The 1814 Caracas Exodus (Éxodo caraqueño de 1814) or Emigration to the East (Emigración a Oriente) occurred during the Venezuelan War of Independence, when Venezuelan Patriots and thousands of civilians fled from the capital Caracas towards the East of the country, after the defeat in the Second Battle of La Puerta on 15 June 1814.

News about the approach of José Tomás Boves and his infamous troops caused panic amongst the population in Caracas, so on 7 July 1814, more than 20,000 people emigrated to the East of the country, along with Simon Bolívar and his remaining Patriot troops. Many thousands perished. Although a large number of people followed Bolívar on the long journey, another group, especially the most politically committed, sought refuge in the Antilles or New Granada, while a third group gave up the march and returned to Caracas to place themselves under the protection of Archbishop Coll y Prat.

== Prelude ==
José Tomás Boves had gathered an army in the Southern plains in 1812, composed of Llaneros, released black slaves, mulattoes, mestizos and Indians whom he treated as equals. He lived among his soldiers, and exposed himself to the same risks in battle as them, thereby gaining their extreme loyalty.

Nominally a Royalist, Boves acted independently from Captain General Juan Manuel Cajigal, ignoring some of his orders. His troops hated the white land- and urban upper classes of Venezuela, and became feared for their summary executions, which became especially notorious for their extreme cruelty, even in a period when such actions were common on both sides of the conflict.

After his victory in the Battle of La Puerta, Boves besieged Valencia on 19 June, bravely defended by Francisco Espejo, which for 21 days withstood the onslaught until capitulating before the offer of respect for the lives and property of the Valencians. That same day, Boves ordered some 500 Patriot soldiers to be killed, while the women of Valencia were forced to sing and dance, in an orgy of blood that lasted for several days.

The news of the terrible murders reached Caracas with the announcement of Boves' advance and Bolívar only had 1,200 soldiers to defend the city, many of them wounded. For fear that the slaves in the city would join Boves, he decided to abandon the city of about 30 thousand inhabitants at that time.

== The Exodus ==
On 6 July 1814, Bolívar began the retreat towards the East with few soldiers to protect some 20,000 civilians determined to save themselves from the cruelties of Boves.
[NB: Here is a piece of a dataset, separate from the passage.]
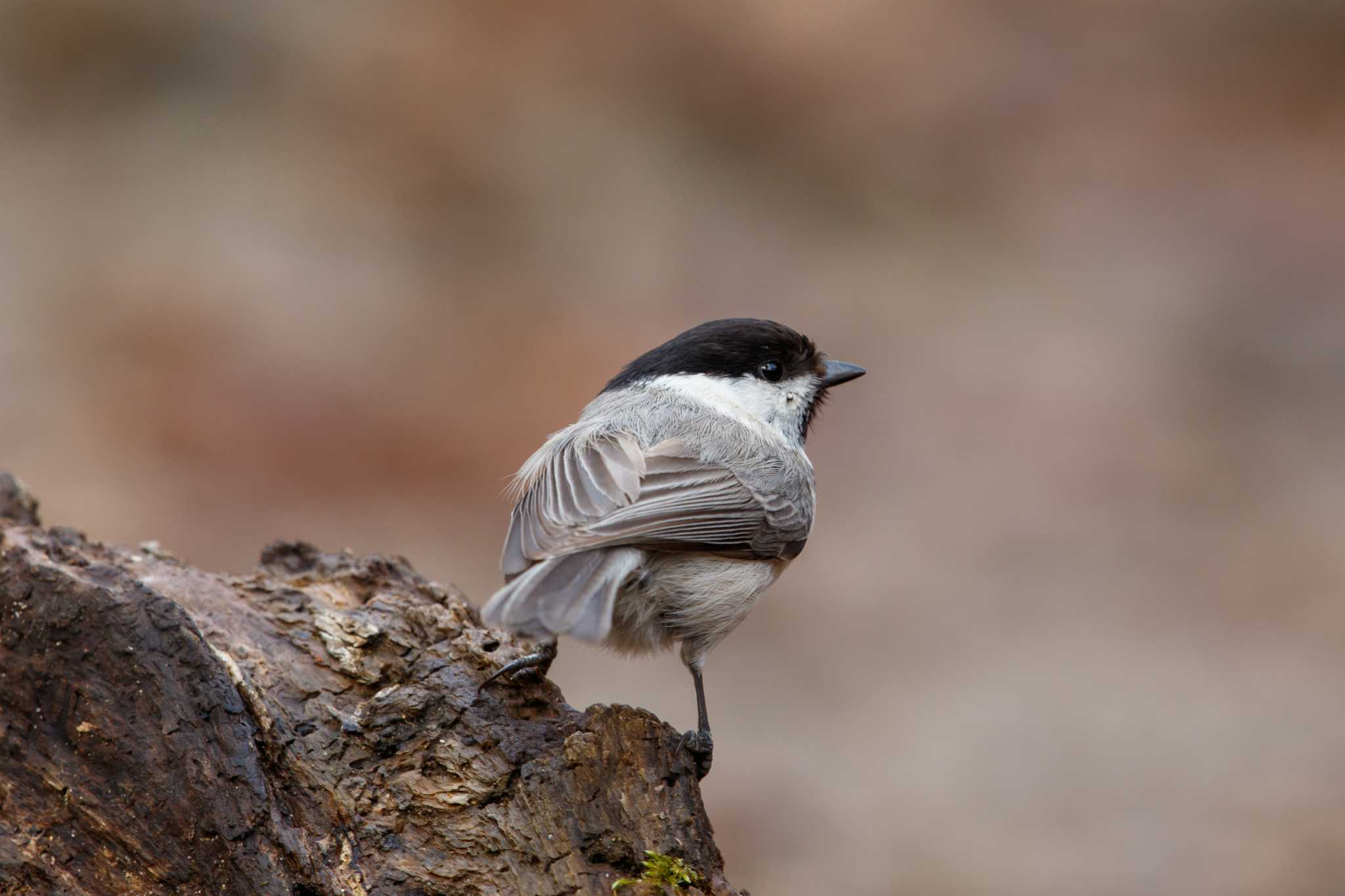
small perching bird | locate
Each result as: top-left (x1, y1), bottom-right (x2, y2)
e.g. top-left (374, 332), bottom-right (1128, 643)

On the evening of 16 July Boves entered Caracas proclaiming a general slaughter against the white population, but when he met no resistance, he published a pardon and only those accused of acting against the Spanish were executed. At that same time the emigrants spent the night in Guarenas to continue the next day through Araira towards Barlovento, through the mountains of Capaya, where they took two routes. One path went to
Río Chico and along the seashore through Boca de Uchire towards Puerto Píritu, called “the coastal path”. The “inland path” led through Cúpira to Sabana de Uchire towards Clarines through Guanape.

The emigrants arrived in Barcelona at the end of July, but on the way some 12,000 people had died, victims of exhaustion, hunger, wild animals or snake bites, or killed by llaneros, who carried out attacks on the rearguard and killed everyone who couldn't keep up with the column.

Although a large number of people followed Bolívar on the long journey, another group, especially the most politically committed, sought refuge in the Antilles, while a third group gave up the march and returned to Caracas to place themselves under the protection of Archbishop Coll y Prat.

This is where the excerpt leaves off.